Notonthestairs Thu 09-Feb-17 16:53:00

Could he talk to someone who had had the operation (successfully!) already - someone who could truthfully say what a positive difference it made to their life?

Notonthestairs Thu 09-Feb-17 16:53:38

When I say 'could' it should probably be 'would he talk to...'!

shovetheholly Thu 09-Feb-17 16:54:34

Badders - yes, he's absolutely capable still. No question about that! And yes, I think you are absolutely right that we are headed for a scenario where their older age is crisis-ridden.

Slanky - that's interesting about the scooter. Can you elaborate so I can understand more? He absolutely refuses to use one, and I can't really understand it - surely it would help him live a fuller life and get around more? It's not like he's fooling anyone that he's about to beat Usain Bolt in the 100 metres with his two sticks, and he's quite happy to drive - so why the pride about not having a scooter? The thing is, he must know that this is a degenerative condition and that it's only going to get worse if he doesn't get the surgery, right? So the scooter is what the future holds if he doesn't have the op, isn't it?

shovetheholly Thu 09-Feb-17 16:55:55

noton - We've showed him testimony from people who say it has transformed their lives on the web.

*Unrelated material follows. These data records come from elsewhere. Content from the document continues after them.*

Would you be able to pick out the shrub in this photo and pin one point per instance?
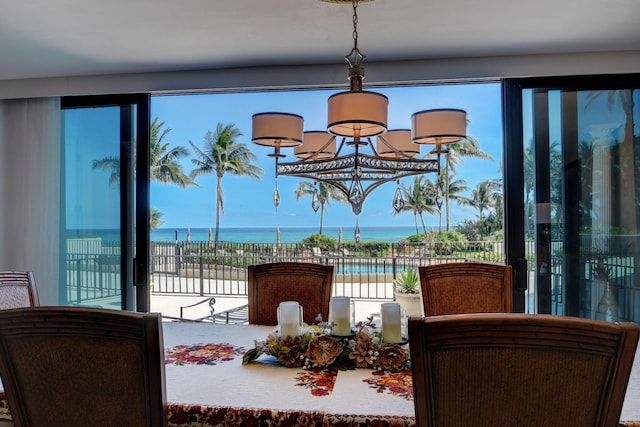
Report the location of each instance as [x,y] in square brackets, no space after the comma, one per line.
[407,282]
[448,242]
[325,243]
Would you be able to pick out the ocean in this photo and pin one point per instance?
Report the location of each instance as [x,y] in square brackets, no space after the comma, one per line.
[256,234]
[287,234]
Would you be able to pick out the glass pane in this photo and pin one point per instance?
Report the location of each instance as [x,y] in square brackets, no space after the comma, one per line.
[589,151]
[92,207]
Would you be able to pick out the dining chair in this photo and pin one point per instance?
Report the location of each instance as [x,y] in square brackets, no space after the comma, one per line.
[18,289]
[307,283]
[78,367]
[506,369]
[466,287]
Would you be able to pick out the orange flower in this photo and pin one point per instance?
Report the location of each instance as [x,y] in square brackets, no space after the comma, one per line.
[391,357]
[323,350]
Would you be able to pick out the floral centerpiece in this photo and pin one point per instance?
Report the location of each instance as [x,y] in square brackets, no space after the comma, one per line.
[316,348]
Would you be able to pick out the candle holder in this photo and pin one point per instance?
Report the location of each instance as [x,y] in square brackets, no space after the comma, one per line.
[289,318]
[340,315]
[390,315]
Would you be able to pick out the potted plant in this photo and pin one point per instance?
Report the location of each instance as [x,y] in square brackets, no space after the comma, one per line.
[407,292]
[607,308]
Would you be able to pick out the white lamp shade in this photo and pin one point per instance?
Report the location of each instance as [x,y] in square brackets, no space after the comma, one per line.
[441,126]
[316,145]
[277,129]
[400,140]
[357,114]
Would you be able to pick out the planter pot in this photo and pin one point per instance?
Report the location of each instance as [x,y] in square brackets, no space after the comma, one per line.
[411,303]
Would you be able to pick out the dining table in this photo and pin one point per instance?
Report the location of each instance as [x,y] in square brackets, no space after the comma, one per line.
[208,385]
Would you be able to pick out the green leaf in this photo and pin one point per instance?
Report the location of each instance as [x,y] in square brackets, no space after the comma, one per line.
[251,355]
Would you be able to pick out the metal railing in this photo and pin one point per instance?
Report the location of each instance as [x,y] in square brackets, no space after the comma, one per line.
[362,272]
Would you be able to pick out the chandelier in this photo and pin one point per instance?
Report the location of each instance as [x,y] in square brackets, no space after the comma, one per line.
[344,156]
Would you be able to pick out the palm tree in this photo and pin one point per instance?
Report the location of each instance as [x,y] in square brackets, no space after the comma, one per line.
[627,169]
[418,199]
[164,165]
[164,162]
[485,196]
[156,219]
[325,192]
[468,147]
[221,153]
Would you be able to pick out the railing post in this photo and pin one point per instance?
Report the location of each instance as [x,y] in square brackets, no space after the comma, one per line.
[78,280]
[201,271]
[177,257]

But he feels he'll be one of the tiny minority who ISN'T helped. There is no rational reason for this belief. He is VERY much a glass-half-empty person, though.

Wolfiefan Thu 09-Feb-17 16:57:34

Have you spoken to his specialist? If he's been bent double for years and has serious spinal issues then I can't see how a knee op will sort all that.
For all you know he may have been told he's not a suitable candidate or that he can't drive after surgery.
He's an adult. It's his decision.

WhereYouLeftIt Thu 09-Feb-17 16:59:13

"FIL walks literally bent at a 90 degree angle, grasping a stick in front of him. His spine is now deformed after years of doing this, and he's had one vertebra break under the strain already."
What? That's not going to take pressure off his knee. I honestly fail to understand how/why he is doing this. (I used to work mobilising patients after hip/knee replacement). So he doesn't want the op - fine. But get him some elbow crutches and teach him how to use them properly (plenty of Youtube videos, e.g.

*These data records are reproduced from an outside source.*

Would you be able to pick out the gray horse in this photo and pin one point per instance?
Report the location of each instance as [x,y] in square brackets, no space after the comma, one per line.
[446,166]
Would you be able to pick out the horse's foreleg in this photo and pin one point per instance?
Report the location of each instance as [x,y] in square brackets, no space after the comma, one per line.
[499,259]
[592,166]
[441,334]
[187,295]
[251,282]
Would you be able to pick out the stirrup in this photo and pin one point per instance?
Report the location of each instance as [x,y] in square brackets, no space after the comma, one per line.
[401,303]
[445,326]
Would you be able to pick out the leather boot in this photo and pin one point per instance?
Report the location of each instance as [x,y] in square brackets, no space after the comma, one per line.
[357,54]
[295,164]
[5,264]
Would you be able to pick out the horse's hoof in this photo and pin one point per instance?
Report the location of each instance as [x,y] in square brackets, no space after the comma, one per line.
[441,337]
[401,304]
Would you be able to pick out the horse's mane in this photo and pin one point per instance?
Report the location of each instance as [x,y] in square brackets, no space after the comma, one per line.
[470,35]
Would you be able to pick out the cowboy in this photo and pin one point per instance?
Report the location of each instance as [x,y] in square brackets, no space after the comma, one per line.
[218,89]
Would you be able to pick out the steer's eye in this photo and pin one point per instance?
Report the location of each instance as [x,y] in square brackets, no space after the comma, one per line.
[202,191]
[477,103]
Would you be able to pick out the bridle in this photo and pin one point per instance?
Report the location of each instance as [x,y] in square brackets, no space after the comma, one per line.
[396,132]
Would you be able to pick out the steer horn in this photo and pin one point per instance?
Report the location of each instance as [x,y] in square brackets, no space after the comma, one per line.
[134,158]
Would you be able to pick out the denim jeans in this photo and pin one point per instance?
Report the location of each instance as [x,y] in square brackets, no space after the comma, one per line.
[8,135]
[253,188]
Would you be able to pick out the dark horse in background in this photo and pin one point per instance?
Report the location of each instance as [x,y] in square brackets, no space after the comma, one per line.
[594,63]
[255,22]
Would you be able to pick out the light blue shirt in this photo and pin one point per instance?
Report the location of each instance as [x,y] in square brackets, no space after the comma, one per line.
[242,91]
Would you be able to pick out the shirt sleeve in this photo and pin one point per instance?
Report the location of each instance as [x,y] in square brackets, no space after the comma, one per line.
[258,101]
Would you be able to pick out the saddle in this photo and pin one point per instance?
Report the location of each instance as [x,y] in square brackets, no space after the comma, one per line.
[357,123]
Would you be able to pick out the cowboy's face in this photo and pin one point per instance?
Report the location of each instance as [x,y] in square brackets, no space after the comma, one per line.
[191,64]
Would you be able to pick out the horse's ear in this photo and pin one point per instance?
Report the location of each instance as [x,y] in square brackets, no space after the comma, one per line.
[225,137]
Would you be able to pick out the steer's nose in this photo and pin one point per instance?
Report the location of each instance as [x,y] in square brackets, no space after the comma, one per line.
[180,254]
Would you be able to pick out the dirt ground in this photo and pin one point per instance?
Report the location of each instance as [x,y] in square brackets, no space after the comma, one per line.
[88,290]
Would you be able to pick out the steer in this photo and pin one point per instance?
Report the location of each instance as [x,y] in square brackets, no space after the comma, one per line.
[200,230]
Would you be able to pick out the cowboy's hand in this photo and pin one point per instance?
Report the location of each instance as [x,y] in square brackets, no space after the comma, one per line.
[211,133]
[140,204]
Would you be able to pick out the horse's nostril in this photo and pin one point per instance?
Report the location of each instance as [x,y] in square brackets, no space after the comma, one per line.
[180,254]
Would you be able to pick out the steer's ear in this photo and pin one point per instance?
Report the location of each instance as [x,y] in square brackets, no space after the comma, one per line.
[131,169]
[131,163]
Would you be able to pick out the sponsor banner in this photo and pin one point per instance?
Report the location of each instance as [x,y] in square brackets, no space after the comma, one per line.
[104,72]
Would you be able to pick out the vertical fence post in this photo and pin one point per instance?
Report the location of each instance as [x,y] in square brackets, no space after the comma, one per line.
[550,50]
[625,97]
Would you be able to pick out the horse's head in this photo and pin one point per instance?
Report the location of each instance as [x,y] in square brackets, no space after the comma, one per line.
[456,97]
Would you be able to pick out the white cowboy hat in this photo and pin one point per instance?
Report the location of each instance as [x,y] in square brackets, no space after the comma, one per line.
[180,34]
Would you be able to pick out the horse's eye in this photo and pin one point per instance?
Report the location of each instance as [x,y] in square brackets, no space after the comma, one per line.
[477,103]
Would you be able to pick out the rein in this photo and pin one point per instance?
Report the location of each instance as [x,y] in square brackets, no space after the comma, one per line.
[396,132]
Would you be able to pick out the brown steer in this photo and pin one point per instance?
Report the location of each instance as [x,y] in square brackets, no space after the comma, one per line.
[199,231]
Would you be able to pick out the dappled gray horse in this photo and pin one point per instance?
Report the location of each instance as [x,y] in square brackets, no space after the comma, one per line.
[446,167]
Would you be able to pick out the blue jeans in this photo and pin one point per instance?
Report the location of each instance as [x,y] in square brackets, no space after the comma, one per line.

Does he get any 'reward' from being infirm? People doing things for him, etc.?

toptoe Thu 09-Feb-17 17:00:36

Actually, he's right - there is a risk having the op. He has a heart condition you say so that can be affected by general. Also, some people have had knee surgery and it has caused additional problems for them.

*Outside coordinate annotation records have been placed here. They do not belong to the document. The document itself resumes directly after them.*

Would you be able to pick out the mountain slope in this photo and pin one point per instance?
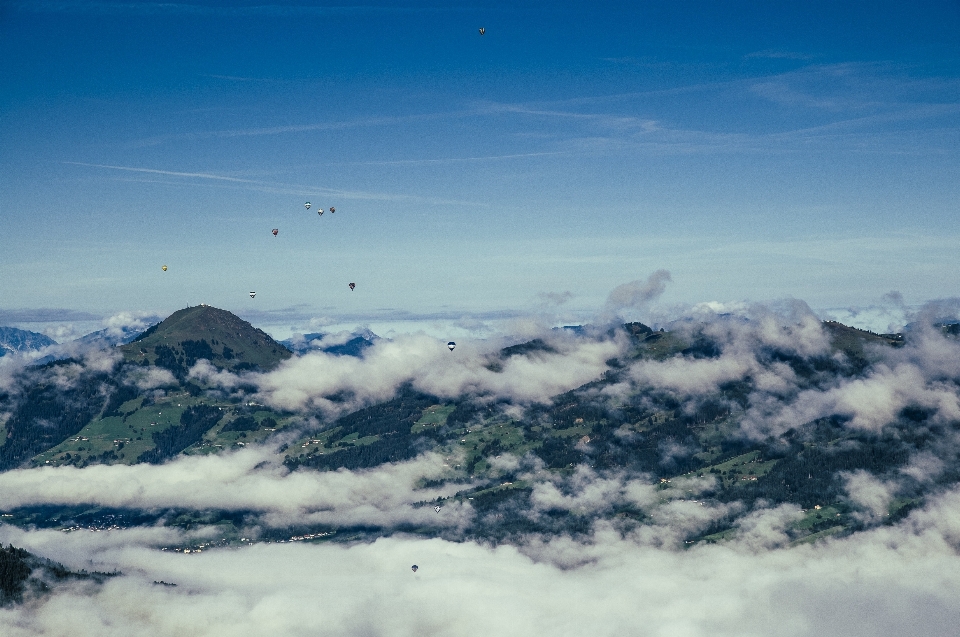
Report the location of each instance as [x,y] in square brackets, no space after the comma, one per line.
[13,340]
[205,332]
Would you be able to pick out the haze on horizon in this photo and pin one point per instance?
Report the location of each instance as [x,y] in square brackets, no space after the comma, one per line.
[755,152]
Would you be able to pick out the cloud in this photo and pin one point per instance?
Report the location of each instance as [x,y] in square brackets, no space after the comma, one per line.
[309,380]
[894,581]
[248,480]
[636,294]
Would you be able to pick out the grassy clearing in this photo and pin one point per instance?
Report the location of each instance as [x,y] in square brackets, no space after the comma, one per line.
[813,537]
[814,517]
[435,416]
[741,469]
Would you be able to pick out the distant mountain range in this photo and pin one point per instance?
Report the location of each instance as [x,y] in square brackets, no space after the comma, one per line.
[15,341]
[150,409]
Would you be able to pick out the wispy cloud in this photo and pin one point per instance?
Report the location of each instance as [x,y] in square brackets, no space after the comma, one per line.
[276,187]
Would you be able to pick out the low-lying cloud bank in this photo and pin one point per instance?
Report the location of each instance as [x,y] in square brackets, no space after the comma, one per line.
[892,581]
[310,380]
[250,480]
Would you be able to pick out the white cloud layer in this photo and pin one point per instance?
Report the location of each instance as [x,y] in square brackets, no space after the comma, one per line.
[308,380]
[894,581]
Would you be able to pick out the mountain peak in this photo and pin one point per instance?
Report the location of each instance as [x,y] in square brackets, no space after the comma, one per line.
[203,331]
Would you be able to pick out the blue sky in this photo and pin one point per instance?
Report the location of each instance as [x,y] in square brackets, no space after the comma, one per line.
[754,151]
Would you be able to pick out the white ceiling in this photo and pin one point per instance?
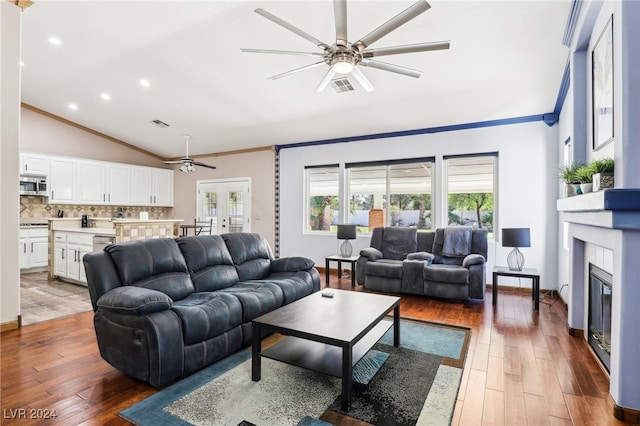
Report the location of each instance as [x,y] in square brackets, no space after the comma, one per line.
[506,60]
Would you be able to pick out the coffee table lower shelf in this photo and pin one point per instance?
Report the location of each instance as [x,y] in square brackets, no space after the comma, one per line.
[323,357]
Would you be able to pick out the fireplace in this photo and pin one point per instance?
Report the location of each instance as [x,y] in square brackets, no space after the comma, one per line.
[599,336]
[604,231]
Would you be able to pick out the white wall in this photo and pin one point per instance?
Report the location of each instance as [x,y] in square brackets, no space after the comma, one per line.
[10,24]
[527,190]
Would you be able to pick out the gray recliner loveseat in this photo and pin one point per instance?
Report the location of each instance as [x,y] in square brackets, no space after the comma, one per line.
[165,308]
[447,263]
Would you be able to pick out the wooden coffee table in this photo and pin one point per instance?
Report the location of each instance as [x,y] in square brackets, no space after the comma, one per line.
[329,335]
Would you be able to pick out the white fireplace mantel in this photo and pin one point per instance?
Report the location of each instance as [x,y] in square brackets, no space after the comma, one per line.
[609,219]
[611,208]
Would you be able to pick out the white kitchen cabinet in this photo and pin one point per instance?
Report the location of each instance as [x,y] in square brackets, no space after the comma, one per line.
[118,184]
[63,181]
[70,248]
[152,187]
[35,164]
[60,254]
[91,182]
[34,248]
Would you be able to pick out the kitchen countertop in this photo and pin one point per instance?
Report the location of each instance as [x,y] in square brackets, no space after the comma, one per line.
[94,231]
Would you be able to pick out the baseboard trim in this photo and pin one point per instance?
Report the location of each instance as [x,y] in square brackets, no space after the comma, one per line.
[576,332]
[11,325]
[624,414]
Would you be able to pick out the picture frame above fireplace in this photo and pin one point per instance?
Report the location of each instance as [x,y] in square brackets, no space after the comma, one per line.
[602,87]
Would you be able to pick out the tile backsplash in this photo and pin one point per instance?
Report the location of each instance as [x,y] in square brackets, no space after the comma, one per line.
[39,208]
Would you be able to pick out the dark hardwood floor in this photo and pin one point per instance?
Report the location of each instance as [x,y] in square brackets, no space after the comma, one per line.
[522,368]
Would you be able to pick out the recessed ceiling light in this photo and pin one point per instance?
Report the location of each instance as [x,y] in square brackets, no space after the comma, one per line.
[55,41]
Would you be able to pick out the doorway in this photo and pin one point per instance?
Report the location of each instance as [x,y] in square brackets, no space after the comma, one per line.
[226,202]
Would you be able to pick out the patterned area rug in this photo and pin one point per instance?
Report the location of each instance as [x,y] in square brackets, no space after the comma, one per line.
[416,383]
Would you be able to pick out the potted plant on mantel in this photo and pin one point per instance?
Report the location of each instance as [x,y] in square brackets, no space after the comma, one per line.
[567,172]
[584,175]
[602,173]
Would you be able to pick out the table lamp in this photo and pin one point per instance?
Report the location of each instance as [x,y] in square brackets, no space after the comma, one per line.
[516,237]
[346,232]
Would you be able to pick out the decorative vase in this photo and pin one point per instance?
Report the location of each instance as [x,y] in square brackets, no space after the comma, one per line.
[586,187]
[602,181]
[571,189]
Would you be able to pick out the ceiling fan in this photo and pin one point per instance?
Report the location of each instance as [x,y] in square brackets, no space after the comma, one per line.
[344,57]
[187,162]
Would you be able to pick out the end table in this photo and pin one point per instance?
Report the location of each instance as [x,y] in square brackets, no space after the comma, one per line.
[525,273]
[338,258]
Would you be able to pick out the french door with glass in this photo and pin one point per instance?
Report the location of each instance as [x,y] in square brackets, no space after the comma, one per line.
[227,203]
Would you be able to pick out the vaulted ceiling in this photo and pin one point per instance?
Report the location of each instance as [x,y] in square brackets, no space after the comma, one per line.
[506,60]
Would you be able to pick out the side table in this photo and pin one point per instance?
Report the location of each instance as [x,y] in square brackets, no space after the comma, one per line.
[525,273]
[337,258]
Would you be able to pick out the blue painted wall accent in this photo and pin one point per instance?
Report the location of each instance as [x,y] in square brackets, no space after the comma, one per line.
[549,118]
[572,19]
[564,88]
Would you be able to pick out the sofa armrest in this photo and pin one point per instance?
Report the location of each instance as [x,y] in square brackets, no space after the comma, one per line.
[473,259]
[421,255]
[134,300]
[371,253]
[292,264]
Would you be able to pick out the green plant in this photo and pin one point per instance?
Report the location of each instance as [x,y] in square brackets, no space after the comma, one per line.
[567,172]
[584,174]
[604,165]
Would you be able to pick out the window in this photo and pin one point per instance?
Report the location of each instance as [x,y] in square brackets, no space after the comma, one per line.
[470,190]
[393,193]
[322,197]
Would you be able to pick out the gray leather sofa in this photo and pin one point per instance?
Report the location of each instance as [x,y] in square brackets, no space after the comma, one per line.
[447,264]
[166,308]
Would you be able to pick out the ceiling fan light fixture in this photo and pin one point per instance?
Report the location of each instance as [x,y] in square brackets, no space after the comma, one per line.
[187,168]
[342,64]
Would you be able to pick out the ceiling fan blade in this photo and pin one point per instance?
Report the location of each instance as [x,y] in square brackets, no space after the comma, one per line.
[306,67]
[408,48]
[327,78]
[291,28]
[390,67]
[197,163]
[281,52]
[395,22]
[362,79]
[340,13]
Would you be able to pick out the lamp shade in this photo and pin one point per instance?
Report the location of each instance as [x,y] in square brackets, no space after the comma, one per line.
[346,232]
[516,237]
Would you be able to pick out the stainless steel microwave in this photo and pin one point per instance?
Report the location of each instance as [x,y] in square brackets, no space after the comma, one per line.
[33,185]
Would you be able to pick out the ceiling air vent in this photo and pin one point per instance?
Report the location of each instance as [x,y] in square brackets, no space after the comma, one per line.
[160,124]
[341,85]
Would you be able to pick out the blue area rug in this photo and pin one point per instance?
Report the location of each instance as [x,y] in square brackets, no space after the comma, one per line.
[414,384]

However, his quality of life now is very poor and these risks need to be weighed up against the risks he is taking now not having the op. I should think this is the best way forward - getting a medical explanation of the pros and cons - the risks of having the op and the risks of not having the op - so he can make a more informed decision.

Another poster has suggested he might have a spinal rather than a general anasthetic - maybe see if he thinks this is an option? It might reduce the risk of heart problems during the op therefore sway the balance the other way for him.

Badders123 Thu 09-Feb-17 17:01:11

I feel for you.
Whilst I am my mothers PoA and do a lot for her, I have made it perfectly clear I will not become her carer and tbh she doesn't want that either (I think we are both worried about a "misery" situation developing!! 😀)
I think you and your Dh need to have a frank discussion about what you are and are not prepared to do re caring responsibility for fil in the future and ask what his plans are re future care planning.
It's not an easy convo to have but ime once they deteriorate it can go from "independent living" to needing full time care scarily quickly 😞

toptoe Thu 09-Feb-17 17:01:40

Also, he may have some osteo issues if his back is bent over so much - he may not be giving you all the details or he may not be aware of another issue.